For football and most team sports, the 0–10 scale is usually the easiest to teach and apply. It’s intuitive, works well with players of different ages, and integrates smoothly into session-RPE calculations. The key is to define the descriptors clearly and use the same scale consistently.
2. How many times per week should I collect RPE?
Ideally, you should collect RPE:
- After every main training session
- After every match
This allows you to calculate accurate session loads and weekly loads, and to follow patterns over time.
3. Can I use session-RPE without any technology?
Yes. You can start with:
- A printed RPE scale
- A clipboard or paper sheet
- A simple spreadsheet
Technology and platforms (like Fractall) make it easier and faster, especially with larger squads or multiple teams, but they are not strictly required to begin.
4. How long does it take for players to give reliable RPE scores?
Most players adapt fairly quickly if you explain the scale well and use it consistently. Within 2–3 weeks, you’ll usually see more stable, realistic scores.
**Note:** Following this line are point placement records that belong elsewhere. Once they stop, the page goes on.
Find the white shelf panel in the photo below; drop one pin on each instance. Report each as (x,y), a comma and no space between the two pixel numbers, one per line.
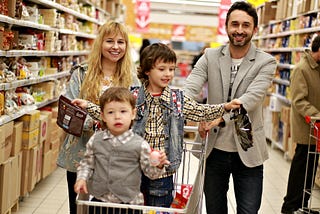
(19,83)
(24,110)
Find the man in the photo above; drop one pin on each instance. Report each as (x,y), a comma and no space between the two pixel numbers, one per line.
(236,70)
(304,89)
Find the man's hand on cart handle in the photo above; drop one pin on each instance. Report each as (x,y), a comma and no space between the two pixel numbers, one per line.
(81,186)
(204,127)
(233,104)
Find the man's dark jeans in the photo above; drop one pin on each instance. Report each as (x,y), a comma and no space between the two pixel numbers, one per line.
(247,183)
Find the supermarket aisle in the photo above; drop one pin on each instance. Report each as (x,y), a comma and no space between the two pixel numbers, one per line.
(50,195)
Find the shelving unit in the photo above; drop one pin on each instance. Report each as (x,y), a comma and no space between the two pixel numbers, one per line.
(53,37)
(286,28)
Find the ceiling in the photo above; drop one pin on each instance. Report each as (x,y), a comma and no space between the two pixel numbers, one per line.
(190,12)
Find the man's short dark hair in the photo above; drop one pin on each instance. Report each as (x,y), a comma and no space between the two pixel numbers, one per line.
(246,7)
(315,44)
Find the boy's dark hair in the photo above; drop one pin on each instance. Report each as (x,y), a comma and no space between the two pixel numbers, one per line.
(151,54)
(117,94)
(315,44)
(246,7)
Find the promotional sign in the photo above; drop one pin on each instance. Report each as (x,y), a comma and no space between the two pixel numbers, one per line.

Early on, you may need to coach their understanding (e.g., helping them calibrate what “5” or “8” feels like).
5. Does session-RPE replace GPS and other external load tools?
No – it doesn’t replace them, but it can complement or stand in for them, especially in clubs without access to expensive hardware. External load tells you what players did; internal load (session-RPE) tells you how their body responded. Together, they offer the most complete picture, but session-RPE alone is already a powerful, evidence-informed tool for training load monitoring.